Steinmetz and two colleagues were convicted of paying bribes of $8.5 million to Mamadie Toure, the wife of Guinea’s deceased former president Lansana Conte to help secure rights to the giant Simandou iron-ore mine.
Steinmetz’s investments in African mining have courted controversy and prompted multiple investigations — but until now no convictions. His lawyers argued he’d only met Toure once and never ordered anyone to pay her. That argument was rejected by Banna and the two other judges who reached their verdict after three days of deliberation.
“The fact that Steinmetz wasn’t aware of all details doesn’t change a thing,” the judge said in a ruling that took two hours to read out. “Steinmetz had his hand on the payments and was able to oversee the bribery process.”
After the ruling, a stoic Steinmetz, who remains free, called the ruling a “big injustice.” His lawyer said he will appeal all to the way to the Supreme Court.
Steinmetz was also ordered to pay a 50-million Swiss franc ($56.5 million) penalty.
Toure, whose pre-trial testimony contained “lies,” according to Steinmetz, was scheduled to testify at the trial but never showed up.
Steinmetz, a French and Israeli citizen who lived in Geneva until about 2016, is likely to appeal the verdict. France doesn’t extradite its own citizens and Israel doesn’t typically either for citizens who are residents at the time of their alleged crime.
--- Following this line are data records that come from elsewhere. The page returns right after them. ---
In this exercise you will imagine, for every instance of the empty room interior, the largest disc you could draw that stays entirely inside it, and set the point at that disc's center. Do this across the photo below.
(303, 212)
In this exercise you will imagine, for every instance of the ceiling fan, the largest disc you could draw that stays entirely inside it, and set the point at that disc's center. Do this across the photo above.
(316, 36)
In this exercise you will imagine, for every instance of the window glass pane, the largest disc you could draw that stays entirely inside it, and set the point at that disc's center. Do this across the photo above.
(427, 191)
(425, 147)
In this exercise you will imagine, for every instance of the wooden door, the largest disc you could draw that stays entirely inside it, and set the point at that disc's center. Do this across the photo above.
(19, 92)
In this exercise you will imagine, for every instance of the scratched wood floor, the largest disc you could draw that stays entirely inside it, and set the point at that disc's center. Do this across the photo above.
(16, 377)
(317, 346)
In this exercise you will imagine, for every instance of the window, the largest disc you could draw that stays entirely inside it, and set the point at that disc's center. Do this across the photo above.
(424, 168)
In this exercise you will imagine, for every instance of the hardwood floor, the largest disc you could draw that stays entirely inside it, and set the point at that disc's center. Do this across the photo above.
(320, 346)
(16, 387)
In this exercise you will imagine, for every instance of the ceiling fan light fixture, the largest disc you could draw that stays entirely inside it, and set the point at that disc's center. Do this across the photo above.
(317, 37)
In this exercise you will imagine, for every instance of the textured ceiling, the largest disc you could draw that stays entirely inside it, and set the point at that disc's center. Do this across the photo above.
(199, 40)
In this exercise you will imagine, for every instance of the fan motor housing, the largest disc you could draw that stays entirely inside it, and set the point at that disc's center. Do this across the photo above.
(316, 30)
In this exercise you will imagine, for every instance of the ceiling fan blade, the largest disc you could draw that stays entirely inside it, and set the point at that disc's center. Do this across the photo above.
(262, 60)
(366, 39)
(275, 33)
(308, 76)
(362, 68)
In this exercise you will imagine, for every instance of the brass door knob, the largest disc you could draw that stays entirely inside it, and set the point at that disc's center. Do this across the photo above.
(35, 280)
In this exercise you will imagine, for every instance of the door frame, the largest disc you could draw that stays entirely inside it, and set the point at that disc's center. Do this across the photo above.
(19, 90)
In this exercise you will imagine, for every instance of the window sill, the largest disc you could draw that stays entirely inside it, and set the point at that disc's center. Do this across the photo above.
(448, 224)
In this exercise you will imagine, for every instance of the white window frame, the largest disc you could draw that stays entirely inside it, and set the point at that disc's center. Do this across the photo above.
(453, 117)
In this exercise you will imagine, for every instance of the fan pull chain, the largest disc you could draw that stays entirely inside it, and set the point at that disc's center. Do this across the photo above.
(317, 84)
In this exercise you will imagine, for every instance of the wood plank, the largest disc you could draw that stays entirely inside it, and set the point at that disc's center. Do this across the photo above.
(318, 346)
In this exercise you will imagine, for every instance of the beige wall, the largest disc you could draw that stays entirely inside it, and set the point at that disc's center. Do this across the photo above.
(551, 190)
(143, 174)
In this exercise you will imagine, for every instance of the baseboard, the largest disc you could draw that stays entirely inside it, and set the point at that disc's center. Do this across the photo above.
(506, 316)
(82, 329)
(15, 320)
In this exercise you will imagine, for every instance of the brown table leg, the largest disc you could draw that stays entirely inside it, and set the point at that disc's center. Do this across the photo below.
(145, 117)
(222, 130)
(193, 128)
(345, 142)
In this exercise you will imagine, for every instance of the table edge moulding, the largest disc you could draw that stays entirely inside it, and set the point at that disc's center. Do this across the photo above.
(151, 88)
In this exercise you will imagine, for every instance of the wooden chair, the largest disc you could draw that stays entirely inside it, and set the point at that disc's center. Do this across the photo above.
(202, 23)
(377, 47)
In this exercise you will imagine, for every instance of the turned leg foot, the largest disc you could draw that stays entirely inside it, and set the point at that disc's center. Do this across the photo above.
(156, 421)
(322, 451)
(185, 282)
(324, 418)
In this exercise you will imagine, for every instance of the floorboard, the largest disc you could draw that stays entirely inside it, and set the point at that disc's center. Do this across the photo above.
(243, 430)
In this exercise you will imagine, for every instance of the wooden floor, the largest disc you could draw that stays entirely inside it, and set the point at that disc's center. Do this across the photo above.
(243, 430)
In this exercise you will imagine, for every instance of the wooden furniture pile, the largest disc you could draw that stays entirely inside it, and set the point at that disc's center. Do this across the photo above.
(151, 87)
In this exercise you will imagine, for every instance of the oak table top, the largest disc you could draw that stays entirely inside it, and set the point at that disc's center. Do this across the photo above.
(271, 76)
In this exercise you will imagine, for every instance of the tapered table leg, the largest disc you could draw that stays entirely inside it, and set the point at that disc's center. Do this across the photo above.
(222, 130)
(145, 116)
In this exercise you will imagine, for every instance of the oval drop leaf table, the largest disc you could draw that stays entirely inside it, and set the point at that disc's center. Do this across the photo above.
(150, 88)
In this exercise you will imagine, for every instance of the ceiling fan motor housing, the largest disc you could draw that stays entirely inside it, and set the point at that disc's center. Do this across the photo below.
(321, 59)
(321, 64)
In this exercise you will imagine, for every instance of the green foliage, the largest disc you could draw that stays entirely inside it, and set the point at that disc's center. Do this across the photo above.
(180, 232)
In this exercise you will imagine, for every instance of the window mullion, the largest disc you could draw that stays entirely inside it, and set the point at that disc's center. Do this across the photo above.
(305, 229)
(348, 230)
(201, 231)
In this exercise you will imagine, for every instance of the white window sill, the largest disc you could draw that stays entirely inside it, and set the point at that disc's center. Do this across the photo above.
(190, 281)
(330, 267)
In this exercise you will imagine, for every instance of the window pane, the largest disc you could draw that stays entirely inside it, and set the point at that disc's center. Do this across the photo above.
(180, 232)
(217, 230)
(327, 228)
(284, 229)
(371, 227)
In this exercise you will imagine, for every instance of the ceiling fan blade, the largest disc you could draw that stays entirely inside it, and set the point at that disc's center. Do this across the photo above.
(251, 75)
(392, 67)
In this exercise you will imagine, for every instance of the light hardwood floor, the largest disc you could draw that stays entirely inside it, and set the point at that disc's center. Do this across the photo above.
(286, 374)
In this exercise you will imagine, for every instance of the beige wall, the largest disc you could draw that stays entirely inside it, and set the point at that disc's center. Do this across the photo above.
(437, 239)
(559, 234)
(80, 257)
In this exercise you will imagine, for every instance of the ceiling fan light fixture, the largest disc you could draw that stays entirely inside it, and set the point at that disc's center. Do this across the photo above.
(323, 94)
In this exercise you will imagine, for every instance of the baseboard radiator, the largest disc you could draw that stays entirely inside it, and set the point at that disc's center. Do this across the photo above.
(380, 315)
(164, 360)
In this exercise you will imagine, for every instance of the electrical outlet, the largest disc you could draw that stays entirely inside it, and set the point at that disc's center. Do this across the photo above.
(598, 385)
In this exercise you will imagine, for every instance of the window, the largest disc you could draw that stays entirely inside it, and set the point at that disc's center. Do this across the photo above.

During the trial, Steinmetz defended his investment in the mine, telling a Geneva court that the $5 billion valuation for the site that he secured for less than $200 million was part of the industry’s reward for risk-taking.
“If a business takes a risk, it’s normal that it’s compensated,” Steinmetz said during the trial. The project represented “a dream for Guinea,” one that for him, has turned into a nightmare.